Adele has stuck to the numerical theme in the naming of her albums and delivered 21
, an at times boisterous, intimate, soulful and rocking album. Its ability to switch between various styles is a testament to the talent already at her disposal and there is plenty to be excited about on this record. Showing an alarming sense of maturity far beyond her 22 years on this Earth, Adele has combined the best bits of Aretha Franklin’s old-school soul with Lauryn Hill’s sass and sense of cynical modern femininity. Not only that, but she has mixed them in a musical blender with the aid of an all-star cast of producers and boffins-for-hire that includes Rick Rubin, Ryan Tedder and Paul Epworth.
Adele’s most powerful weapon is her faultless voice. It can veer from soft and achingly tender to an over the top but tuneful bellow. Opener “Rolling In The Deep” is a fine demonstration of her vocal abilities. The voice that belies her tender age takes a standard progression and kicks the song up to a different level. “Don’t underestimate the things I will do” she tells us, and it’s unclear whether that is a threat or a promise. The following track “Rumour Has It” is by far the best song on offer here. Pounding drums, sweet vocal harmonies and a tale of love both won and lost with some alacrity.
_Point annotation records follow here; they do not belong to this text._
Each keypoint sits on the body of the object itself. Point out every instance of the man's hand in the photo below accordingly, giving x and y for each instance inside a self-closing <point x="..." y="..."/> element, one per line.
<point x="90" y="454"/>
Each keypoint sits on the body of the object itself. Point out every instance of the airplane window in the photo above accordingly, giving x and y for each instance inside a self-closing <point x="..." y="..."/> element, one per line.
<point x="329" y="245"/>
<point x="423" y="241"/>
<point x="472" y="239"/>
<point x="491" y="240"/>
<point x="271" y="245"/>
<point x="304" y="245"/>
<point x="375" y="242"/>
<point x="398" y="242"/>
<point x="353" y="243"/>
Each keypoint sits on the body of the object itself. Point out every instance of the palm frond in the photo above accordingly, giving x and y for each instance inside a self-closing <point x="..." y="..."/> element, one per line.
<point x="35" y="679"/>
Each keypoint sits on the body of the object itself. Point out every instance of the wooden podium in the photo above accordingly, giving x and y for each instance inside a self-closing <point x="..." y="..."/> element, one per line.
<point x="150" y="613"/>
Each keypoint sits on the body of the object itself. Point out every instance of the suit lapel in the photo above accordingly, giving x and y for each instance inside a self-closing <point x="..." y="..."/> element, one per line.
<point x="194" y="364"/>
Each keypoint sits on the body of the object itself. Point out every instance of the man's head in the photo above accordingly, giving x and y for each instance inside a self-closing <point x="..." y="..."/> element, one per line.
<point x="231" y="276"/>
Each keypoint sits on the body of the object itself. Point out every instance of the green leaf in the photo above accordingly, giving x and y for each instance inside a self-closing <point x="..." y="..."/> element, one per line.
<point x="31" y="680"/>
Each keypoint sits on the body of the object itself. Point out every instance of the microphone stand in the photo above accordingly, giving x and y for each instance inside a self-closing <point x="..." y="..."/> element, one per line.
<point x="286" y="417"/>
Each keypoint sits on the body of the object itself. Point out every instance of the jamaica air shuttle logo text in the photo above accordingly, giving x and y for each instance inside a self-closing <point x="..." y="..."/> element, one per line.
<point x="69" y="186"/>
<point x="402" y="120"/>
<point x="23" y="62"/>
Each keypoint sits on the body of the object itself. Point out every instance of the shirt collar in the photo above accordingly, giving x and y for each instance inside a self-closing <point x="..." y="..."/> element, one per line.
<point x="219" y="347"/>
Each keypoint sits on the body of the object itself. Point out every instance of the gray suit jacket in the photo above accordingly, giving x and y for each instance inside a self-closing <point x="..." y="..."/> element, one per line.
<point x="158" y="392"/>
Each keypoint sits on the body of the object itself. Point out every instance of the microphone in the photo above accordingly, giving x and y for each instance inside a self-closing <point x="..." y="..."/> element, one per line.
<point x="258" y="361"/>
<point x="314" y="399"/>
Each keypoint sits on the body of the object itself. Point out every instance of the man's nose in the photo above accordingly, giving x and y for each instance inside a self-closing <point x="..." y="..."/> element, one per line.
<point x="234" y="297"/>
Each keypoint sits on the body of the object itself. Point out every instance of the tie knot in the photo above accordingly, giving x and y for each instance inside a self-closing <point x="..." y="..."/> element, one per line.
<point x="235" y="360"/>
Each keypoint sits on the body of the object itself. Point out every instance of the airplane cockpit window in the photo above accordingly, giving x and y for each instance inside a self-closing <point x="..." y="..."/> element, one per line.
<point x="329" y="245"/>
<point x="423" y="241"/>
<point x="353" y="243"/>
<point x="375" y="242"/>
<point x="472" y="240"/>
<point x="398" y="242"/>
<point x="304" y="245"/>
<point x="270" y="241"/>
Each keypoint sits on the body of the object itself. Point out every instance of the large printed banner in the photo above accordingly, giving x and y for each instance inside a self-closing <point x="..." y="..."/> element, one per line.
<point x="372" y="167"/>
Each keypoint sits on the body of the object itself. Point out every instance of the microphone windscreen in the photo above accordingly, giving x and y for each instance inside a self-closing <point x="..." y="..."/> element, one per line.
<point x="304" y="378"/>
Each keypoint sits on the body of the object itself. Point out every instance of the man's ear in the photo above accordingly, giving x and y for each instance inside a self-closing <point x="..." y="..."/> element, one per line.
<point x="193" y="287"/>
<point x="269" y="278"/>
Elsewhere there are similar lyrical admonishments to a former lover and words of warning to any of her potential new suitors. “Turning Tables” is a delicate ballad that possesses an astonishing beauty, “He Won’t Go” should get even the most miserable of music fans snapping their fingers and “Someone Like You”, an ode to stalking with a perverse attitude that lies underneath the fragile composition, looks set to become the soundtrack to a million messy break-ups. There’s even time for a smooth bossa nova cover of The Cure’s “Lovesong”, somehow adding another layer of maudlin introspection onto the lyrics of Mr. Sunshine himself, Robert Smith.
Throughout this LP, upon analysis of Adele’s words and attitudes, you can’t help but feel she herself is a high-maintenance kind of girl. It’s no wonder she keeps on getting dumped. Her seemingly advanced maturity works against her at times. For all of her posturing and ruminations on life, love and other such considerations, you may well ask yourself whether she is merely playing a part and recycling old themes or if she has the experience she so eloquently sings about.
It must be tough to be young and in love; sleepless nights, insecurity and all of those hormones flying around the place. It’s not like it is in the movies, is it? The Supremes said you can’t hurry it, but Adele has proved that you can certainly dwell on it.